The room is so dark, and the demon beside him is so silent - not breathing, not fidgeting, just like Cas - that Dean has the sudden, unsettling feeling he’s talking to himself, even if Crowley’s last sentence is still ringing in his ears.
“And I'm not,” he starts, glancing down at the still shape on his right, and he’s about to add something about Cas, the usual knee-jerk reaction he has around Sam when Sam gets superior and obnoxious and starts hinting at things, but, well, he really can’t.

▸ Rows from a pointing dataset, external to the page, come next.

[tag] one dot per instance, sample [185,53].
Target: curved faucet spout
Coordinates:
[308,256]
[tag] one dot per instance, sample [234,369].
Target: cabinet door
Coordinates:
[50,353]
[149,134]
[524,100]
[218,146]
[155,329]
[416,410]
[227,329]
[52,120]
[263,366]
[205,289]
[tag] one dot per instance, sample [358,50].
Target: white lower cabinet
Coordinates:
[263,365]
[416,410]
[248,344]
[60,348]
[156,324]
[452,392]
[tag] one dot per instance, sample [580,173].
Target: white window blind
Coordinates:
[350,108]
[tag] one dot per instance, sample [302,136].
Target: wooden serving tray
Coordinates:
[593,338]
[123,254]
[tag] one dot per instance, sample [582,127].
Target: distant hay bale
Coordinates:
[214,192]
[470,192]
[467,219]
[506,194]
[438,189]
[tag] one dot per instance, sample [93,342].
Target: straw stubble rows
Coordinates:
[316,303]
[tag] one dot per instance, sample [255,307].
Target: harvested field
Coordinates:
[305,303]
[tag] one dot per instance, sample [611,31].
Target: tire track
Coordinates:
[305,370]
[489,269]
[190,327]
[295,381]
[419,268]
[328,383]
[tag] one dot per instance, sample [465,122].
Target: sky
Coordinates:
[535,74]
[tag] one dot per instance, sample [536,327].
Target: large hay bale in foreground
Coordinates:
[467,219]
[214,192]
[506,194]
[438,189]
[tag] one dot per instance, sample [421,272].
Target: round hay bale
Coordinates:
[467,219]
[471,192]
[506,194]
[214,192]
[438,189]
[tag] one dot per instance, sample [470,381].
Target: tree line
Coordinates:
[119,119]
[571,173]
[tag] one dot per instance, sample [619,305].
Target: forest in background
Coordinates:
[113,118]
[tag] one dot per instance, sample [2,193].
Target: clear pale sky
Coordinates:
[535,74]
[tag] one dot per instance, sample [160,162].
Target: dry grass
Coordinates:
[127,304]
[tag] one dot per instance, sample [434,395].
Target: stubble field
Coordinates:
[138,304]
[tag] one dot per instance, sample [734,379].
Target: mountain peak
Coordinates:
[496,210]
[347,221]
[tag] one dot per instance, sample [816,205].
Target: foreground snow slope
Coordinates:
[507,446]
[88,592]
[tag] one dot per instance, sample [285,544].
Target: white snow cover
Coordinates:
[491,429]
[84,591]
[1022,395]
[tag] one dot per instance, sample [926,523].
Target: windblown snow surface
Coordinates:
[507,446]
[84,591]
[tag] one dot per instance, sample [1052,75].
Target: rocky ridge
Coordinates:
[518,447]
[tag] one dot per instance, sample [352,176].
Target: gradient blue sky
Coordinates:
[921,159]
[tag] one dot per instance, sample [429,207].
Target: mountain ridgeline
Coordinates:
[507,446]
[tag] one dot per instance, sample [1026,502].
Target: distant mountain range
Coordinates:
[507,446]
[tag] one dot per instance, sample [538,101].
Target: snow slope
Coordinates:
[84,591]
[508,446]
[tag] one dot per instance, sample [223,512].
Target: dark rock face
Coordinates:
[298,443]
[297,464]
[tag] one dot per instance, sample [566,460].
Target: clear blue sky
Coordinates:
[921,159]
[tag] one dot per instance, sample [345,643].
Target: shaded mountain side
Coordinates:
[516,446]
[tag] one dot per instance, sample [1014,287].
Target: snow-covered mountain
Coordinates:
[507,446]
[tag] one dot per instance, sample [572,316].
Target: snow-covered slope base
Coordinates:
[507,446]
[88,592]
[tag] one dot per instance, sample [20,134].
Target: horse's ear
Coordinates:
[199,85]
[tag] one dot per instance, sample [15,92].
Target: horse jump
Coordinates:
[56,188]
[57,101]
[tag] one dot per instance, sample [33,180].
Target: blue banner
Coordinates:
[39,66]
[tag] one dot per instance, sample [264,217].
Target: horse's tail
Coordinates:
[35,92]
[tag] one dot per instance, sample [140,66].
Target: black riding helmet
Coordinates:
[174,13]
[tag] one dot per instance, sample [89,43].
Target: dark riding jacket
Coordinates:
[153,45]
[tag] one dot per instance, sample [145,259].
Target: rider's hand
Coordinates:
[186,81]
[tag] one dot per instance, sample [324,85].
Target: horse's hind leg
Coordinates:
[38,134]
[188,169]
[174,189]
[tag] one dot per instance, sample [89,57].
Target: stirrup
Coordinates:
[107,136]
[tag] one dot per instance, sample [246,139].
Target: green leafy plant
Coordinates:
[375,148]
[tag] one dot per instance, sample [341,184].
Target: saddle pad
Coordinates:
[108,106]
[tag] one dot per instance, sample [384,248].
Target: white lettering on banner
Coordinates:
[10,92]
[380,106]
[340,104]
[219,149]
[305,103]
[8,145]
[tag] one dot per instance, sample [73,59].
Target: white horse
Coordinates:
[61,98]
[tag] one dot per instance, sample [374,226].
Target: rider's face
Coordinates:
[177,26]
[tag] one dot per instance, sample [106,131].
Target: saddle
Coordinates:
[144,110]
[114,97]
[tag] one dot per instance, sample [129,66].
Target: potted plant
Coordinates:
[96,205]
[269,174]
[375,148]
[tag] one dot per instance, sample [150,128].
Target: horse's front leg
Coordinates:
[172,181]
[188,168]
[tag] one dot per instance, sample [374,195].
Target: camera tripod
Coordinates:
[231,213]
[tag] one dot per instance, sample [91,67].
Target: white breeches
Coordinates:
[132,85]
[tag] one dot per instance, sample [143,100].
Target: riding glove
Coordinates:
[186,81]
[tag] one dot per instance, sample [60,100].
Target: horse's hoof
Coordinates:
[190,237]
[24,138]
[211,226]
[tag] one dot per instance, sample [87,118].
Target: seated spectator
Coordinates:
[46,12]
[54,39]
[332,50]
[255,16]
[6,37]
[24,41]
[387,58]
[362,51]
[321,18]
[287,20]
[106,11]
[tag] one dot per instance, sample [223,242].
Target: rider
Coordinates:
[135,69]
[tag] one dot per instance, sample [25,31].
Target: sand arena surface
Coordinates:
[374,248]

So Crowley knows. And Sam, apparently. And, well, every angel he’s ever met. So what?
“I’m human,” he tries again, changing track, “which means, that, I don’t know, there’s something there which won’t let me quit. I really wanted to, back when -”
But there’s a whole list there - Dad dying on him and Sam dying on him and Bobby and Ellen and Jo and Charlie and Cas walking into that lake and also the Mark preying on his every thought and turning his brain and heart a bitter, angry red - and what’s the point?
“I’m sorry about your mom,” he says instead. “She was wrong, you know.”
This is all he can say, because saying the actual words out loud - Love doesn’t make you weak, and you deserved to be loved, anyway - well, that would turn this into a fucking romance novel, and no thank you.
But Crowley understands. Of course he does. He’s ten times smarter than any of them.
“You should sleep,” it’s all he says, after another moment. “I’ll call you if anything happens.”
I’m happy we can be friends, is what that means; and also, I hope Lucifer won’t come here tonight and kill us all, because, yeah, their lives are that fucked-up. But, hey, Dean will take it.
“Yeah, do that,” he says; and then he slides down so he can be a proper human and lay his head on a goddamn pillow and pulls the sheet and blanket right up to the tip of his nose.
This is a bit more comfortable; he’s a little warmer now, and yeah, he could actually sleep.